In the history of Telecom, a merger agreement between VimpleCom of Russia and Weather Investments was signed today as per a joint statement issued by both the groups, resulting into world’s fifth largest mobile telecommunications carrier by subscribers with pro forma net operating revenues of US$ 21.5 billion and pro forma EBITDA of US$ 9.5 billion for the year ended 31 December, 2009.
At the closing of the Transaction, VimpelCom will own, through Weather, 51.7% of Orascom Telecom and 100% of Wind Telecomunicazioni Italy.
Under the terms of the Transaction, Weather shareholders will contribute to VimpelCom their shares in Weather in exchange for a consideration consisting of 325,639,827 newly issued VimpelCom common shares, US$1.8 billion in cash and certain assets that will be demerged from Orascom Telecom and from Wind Italy.
The Weather interests in these assets, which principally comprise Orascom Telecom’s investments in Egypt and North Korea, will be transferred to the current Weather shareholders. Wind Hellas Telecommunications S.A. in Greece is entirely excluded from the Transaction.
The VimpelCom shares issued to Weather shareholders at the closing of the Transaction will represent a 20.0% economic interest and a 18.5% voting interest in the enlarged VimpelCom group.
Upon issuance of the new VimpelCom shares, Telenor ASA, holding through its subsidiaries Telenor Mobile Communications AS and Telenor East Invest AS (“Telenor”), and Altimo Holdings & Investments Limited, holding through its subsidiary Altimo Cooperatief U.A. (“Altimo”), will hold 31.7% and 31.4% of the economic rights and 29.3% and 36.4% of the voting rights, respectively, of VimpelCom.
Minority shareholders in VimpelCom will represent 17.0% of the economic rights and 15.7% of the voting rights.
It is intended that Weather will designate two members to an enlarged VimpelCom board of eleven members, while Telenor and Altimo will each continue to designate three board members. Three board members will continue to be unaffiliated with any major shareholder.
The terms of the signed agreement were unanimously approved on 3 October 2010 by both the VimpelCom Supervisory Board and the Weather Board of Directors.
Under the share sale and exchange agreement, final board and shareholder approvals for the Transaction are required to be obtained from both companies. It is expected that the VimpelCom EGM will occur before the year end with receipt of regulatory approvals and completion of the Transaction expected in Q1 2011. The demergers should be completed by Q3 2011.
VimpelCom’s revenue base will be significantly diversified. Based on 2009 pro forma revenues, the existing operations in Russia will represent 35% and Wind Italy will represent 34% of the combined company. The group will also have an attractive mix of developed and emerging market assets in Eastern Europe, Asia and Africa. The combined group will have a balanced business risk profile enhancing its ability to pursue profitable growth, including in mobile data services.
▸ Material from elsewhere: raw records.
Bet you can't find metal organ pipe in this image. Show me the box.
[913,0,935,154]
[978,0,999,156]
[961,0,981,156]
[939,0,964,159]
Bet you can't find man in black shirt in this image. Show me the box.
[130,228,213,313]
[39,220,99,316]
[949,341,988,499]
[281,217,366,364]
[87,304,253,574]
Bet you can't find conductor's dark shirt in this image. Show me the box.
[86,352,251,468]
The cash consideration of US$1.8 billion will be financed from existing cash balances and new debt facilities.
In addition, the Transaction will trigger certain change of control provisions of existing debt in the Weather group which might require the refinancing of some of these debt instruments. VimpelCom and Weather expect to launch the required financing process including solicitation of consents where appropriate in October/November. The companies have received highly confident letters from financing banks for the planned refinancing.
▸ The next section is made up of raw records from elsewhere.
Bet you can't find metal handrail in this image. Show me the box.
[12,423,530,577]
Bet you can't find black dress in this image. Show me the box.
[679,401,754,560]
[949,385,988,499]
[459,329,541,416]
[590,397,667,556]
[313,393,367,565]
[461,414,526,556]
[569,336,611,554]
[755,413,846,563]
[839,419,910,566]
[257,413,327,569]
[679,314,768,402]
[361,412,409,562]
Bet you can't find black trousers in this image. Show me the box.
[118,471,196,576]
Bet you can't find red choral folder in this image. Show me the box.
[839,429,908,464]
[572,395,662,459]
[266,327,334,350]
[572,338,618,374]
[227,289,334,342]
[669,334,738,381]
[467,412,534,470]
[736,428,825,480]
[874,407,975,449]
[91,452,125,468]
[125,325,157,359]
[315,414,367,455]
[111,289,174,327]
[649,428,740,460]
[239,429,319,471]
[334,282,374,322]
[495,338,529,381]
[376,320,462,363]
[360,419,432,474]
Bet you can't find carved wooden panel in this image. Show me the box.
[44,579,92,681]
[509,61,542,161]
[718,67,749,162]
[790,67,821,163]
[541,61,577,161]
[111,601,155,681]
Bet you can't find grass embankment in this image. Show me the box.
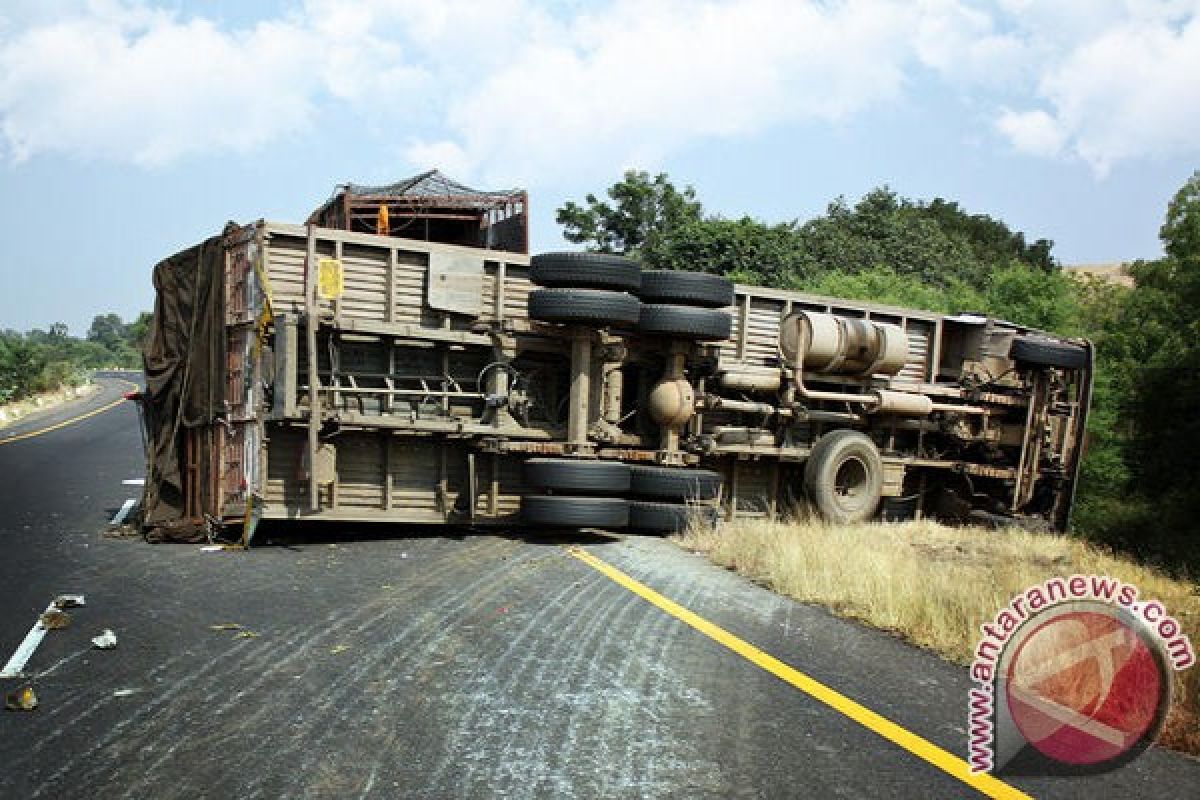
[678,521,1200,754]
[0,380,100,428]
Total incremental debt to be raised after taking account of waivers of existing debt is expected to be in the range of approximately US$2.0 to 2.5 billion. This will bring post transaction net debt up to US$24 billion.
The financing is expected to continue to utilize ring fenced financing structures at the Wind Italy and Orascom Telecom level, with part of Orascom Telecom’s debt at the holding company level being refinanced via an inter-company loan from VimpelCom.
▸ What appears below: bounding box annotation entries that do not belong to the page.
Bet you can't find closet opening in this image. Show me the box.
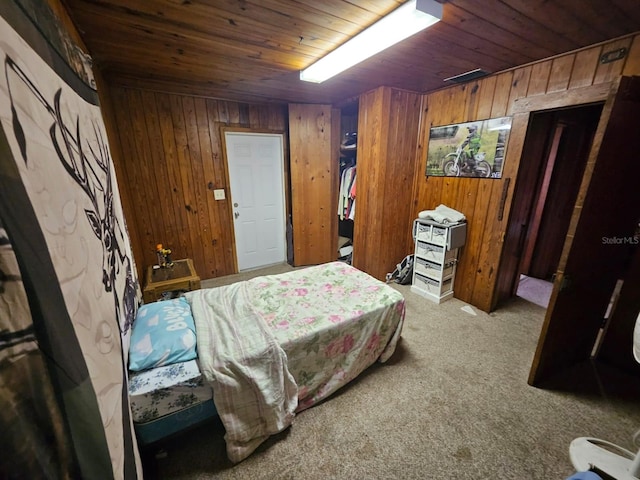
[337,100,358,264]
[512,104,603,308]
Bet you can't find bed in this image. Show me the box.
[129,262,405,462]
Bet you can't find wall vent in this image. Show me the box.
[444,68,489,83]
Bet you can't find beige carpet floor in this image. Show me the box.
[145,265,640,480]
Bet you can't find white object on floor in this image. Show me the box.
[418,204,466,224]
[569,315,640,480]
[569,437,640,480]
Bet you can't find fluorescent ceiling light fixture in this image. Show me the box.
[300,0,442,83]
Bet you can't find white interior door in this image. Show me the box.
[225,132,286,271]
All of Orascom Telecom’s subsidiary debt is expected to remain in place. Part of the refinancing requirements might also be met from disposal of non-core assets.
VimpelCom’s financial position will remain strong following closing of the Transaction. VimpelCom’s pro forma net debt to LTM EBITDA ratio as at 30 June, 2010 is up to 2.5 times post transaction and is anticipated to decrease rapidly over the following years.